Literature DB >> 14517325

Betacap73-ARF6 interactions modulate cell shape and motility after injury in vitro.

Kathleen N Riley1, Angel E Maldonado, Patrice Tellier, Crislyn D'Souza-Schorey, Ira M Herman.   

Abstract

To understand the role that ARF6 plays in regulating isoactin dynamics and cell motility, we transfected endothelial cells (EC) with HA-tagged ARF6: the wild-type form (WT), a constitutively-active form unable to hydrolyze GTP (Q67L), and two dominant-negative forms, which are either unable to release GDP (T27N) or fail to bind nucleotide (N122I).

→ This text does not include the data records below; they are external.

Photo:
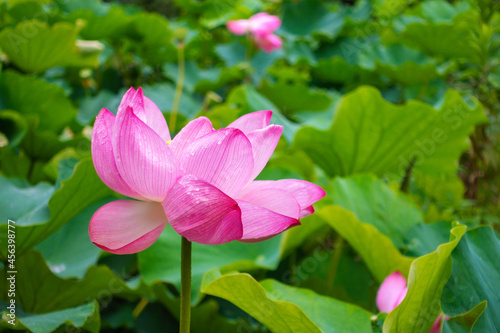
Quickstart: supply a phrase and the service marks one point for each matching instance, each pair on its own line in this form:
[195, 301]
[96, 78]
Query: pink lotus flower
[261, 27]
[201, 182]
[392, 292]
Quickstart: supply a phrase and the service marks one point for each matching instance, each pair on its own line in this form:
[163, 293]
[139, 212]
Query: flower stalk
[179, 86]
[185, 320]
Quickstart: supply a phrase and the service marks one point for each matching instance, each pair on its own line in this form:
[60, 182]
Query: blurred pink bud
[268, 43]
[392, 292]
[261, 26]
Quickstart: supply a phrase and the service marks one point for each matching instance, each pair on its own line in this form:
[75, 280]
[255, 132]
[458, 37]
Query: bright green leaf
[161, 261]
[475, 278]
[76, 193]
[85, 316]
[375, 203]
[427, 278]
[377, 250]
[34, 46]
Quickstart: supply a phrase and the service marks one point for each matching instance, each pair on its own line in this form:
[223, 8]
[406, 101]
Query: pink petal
[252, 121]
[155, 119]
[266, 213]
[142, 157]
[239, 27]
[103, 157]
[436, 327]
[264, 142]
[128, 99]
[276, 200]
[192, 131]
[264, 24]
[146, 110]
[305, 193]
[268, 43]
[127, 226]
[391, 292]
[306, 211]
[202, 213]
[222, 158]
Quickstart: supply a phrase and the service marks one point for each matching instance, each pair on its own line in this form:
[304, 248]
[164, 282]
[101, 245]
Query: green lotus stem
[178, 87]
[185, 286]
[334, 261]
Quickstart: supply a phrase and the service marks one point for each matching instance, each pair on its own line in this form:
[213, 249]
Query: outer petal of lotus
[266, 213]
[146, 110]
[222, 158]
[264, 142]
[269, 42]
[127, 226]
[239, 27]
[305, 193]
[103, 157]
[193, 130]
[202, 213]
[142, 157]
[391, 292]
[264, 24]
[436, 327]
[252, 121]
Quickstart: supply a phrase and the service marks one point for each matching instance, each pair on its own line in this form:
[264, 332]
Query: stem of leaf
[185, 286]
[338, 247]
[405, 184]
[179, 86]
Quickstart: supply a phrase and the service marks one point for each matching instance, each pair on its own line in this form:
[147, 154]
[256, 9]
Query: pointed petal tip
[391, 292]
[126, 226]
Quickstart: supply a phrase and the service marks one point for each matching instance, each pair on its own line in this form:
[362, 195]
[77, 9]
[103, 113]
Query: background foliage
[391, 105]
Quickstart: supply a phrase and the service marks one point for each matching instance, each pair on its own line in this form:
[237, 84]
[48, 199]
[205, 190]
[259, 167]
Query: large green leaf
[427, 278]
[162, 261]
[31, 96]
[311, 17]
[38, 290]
[370, 134]
[34, 46]
[12, 127]
[68, 251]
[298, 97]
[106, 23]
[475, 278]
[24, 203]
[376, 249]
[375, 203]
[85, 316]
[284, 308]
[76, 193]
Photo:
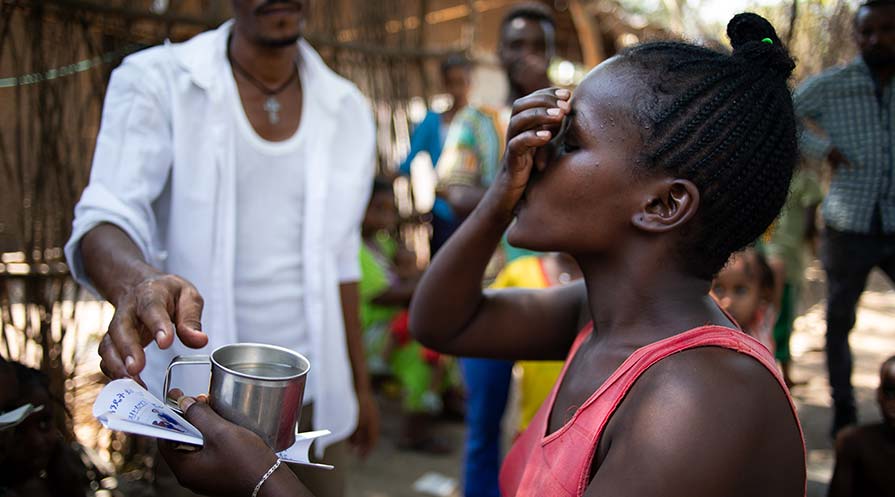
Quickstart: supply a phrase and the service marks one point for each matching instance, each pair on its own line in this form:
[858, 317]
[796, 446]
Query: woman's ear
[669, 204]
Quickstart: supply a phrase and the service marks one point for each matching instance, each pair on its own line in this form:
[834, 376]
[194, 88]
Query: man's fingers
[188, 318]
[111, 364]
[153, 315]
[125, 340]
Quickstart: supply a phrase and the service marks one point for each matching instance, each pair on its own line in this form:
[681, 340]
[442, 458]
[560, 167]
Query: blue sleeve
[420, 138]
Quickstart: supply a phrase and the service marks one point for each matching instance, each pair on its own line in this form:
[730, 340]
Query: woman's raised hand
[535, 120]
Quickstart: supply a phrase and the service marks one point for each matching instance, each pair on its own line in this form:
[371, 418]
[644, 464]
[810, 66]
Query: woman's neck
[635, 302]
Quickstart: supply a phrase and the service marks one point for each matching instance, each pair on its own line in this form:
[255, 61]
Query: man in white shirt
[230, 177]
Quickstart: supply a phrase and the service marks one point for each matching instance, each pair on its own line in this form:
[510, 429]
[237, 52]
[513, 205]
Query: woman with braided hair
[669, 158]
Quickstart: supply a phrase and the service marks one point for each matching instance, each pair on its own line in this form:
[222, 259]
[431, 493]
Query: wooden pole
[589, 37]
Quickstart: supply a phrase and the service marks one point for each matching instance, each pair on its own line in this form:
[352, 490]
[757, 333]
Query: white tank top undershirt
[268, 276]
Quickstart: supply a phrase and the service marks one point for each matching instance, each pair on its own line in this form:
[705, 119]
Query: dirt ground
[390, 472]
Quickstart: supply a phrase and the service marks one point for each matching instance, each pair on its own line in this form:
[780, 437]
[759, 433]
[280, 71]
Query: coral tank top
[560, 464]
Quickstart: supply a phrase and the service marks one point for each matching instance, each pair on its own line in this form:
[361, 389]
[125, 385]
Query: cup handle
[181, 360]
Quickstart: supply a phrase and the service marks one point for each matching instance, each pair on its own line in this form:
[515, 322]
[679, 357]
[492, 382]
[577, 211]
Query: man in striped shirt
[854, 109]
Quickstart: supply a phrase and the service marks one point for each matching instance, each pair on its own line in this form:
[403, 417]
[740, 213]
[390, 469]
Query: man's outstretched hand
[156, 309]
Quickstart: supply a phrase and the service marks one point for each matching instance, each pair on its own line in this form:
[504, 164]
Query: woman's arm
[450, 312]
[232, 461]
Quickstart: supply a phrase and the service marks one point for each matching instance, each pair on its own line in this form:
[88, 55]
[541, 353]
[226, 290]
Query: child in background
[41, 463]
[388, 279]
[745, 289]
[865, 455]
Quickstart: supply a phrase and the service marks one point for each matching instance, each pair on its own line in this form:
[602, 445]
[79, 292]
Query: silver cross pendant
[272, 106]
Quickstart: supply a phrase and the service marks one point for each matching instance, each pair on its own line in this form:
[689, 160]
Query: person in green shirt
[388, 280]
[786, 253]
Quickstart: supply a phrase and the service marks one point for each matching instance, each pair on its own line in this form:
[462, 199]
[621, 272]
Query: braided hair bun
[755, 40]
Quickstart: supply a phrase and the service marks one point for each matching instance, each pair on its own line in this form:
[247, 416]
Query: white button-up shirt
[164, 172]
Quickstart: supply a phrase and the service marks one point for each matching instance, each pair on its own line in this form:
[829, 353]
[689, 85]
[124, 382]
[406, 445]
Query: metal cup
[259, 387]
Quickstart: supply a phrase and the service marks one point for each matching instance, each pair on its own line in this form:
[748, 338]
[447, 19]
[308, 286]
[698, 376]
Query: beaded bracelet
[265, 477]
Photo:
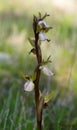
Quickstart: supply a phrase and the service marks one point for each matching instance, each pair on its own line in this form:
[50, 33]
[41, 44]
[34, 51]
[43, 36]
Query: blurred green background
[17, 109]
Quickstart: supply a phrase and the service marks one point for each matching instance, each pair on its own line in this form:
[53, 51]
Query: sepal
[29, 86]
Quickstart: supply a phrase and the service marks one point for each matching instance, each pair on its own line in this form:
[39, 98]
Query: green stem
[36, 82]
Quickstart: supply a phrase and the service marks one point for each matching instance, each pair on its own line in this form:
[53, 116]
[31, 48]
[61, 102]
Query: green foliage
[15, 113]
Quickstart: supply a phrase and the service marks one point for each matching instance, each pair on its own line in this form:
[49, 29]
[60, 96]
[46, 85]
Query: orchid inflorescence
[40, 28]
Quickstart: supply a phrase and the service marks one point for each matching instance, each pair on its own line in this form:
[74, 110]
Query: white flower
[29, 86]
[46, 71]
[42, 36]
[43, 24]
[32, 41]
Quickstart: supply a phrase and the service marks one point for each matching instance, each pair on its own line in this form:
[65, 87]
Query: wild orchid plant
[40, 27]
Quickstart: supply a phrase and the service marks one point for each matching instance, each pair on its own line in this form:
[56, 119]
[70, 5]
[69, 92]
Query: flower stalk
[39, 28]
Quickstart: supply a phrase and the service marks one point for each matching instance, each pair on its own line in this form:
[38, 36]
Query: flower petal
[42, 36]
[46, 71]
[29, 86]
[43, 24]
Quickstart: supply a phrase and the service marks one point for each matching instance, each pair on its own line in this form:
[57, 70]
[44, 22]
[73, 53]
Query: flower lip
[46, 71]
[29, 86]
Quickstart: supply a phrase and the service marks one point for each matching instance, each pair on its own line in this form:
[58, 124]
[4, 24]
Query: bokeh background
[17, 108]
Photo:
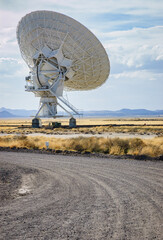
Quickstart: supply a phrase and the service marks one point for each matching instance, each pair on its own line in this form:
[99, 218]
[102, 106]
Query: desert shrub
[136, 145]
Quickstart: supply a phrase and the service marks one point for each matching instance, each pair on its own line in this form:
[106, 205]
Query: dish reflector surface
[82, 53]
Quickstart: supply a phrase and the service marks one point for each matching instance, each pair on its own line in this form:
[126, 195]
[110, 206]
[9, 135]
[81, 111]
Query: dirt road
[83, 198]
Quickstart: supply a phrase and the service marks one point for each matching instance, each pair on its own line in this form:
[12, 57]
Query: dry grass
[140, 126]
[115, 146]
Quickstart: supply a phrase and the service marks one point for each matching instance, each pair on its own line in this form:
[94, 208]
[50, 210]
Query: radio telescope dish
[61, 54]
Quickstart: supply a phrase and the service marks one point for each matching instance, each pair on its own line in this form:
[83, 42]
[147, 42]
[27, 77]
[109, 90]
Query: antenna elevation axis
[61, 54]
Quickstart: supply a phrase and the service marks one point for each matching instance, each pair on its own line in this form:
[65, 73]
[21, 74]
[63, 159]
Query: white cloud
[136, 47]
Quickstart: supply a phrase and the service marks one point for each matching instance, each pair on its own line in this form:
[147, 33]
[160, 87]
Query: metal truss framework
[61, 54]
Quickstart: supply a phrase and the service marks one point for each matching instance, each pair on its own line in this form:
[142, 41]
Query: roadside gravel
[76, 197]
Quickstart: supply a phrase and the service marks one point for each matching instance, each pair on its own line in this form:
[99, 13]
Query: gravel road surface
[82, 198]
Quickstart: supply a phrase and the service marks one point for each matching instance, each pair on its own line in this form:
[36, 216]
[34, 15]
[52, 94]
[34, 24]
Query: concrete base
[72, 122]
[36, 123]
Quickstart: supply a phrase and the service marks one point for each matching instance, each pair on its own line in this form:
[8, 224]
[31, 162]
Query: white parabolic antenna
[61, 54]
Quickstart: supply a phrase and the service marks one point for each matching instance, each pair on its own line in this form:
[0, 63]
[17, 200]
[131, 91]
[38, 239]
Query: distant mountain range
[13, 113]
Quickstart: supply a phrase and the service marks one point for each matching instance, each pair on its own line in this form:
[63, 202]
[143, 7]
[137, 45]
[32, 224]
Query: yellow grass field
[116, 146]
[91, 125]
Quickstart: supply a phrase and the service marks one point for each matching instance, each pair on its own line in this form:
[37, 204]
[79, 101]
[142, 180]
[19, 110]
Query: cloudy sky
[130, 31]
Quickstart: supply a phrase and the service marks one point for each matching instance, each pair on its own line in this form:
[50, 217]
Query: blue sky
[130, 31]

Motility was assessed by digital imaging microscopy before Western blot analysis, coimmunoprecipitation, or colocalization studies using ARF6, beta-actin, or beta-actin-binding protein-specific antibodies. EC expressing ARF6-Q67L spread and close in vitro wounds at twice the control rates. EC expressing dominant-negative ARF6 fail to develop a leading edge, are unable to ruffle their membranes (N122I), and possess arborized processes. Colocalization studies reveal that the Q67L and WT ARF6-HA are enriched at the leading edge with beta-actin; but T27N and N122I ARF6-HA are localized on endosomes together with the beta-actin capping protein, betacap73. Coimmunoprecipitation and Western blot analyses reveal the direct association of ARF6-HA with betacap73, defining a role for ARF6 in signaling cytoskeletal remodeling during motility. Knowledge of the role that ARF6 plays in orchestrating membrane and beta-actin dynamics will help to reveal molecular mechanisms regulating actin-based motility during development and disease.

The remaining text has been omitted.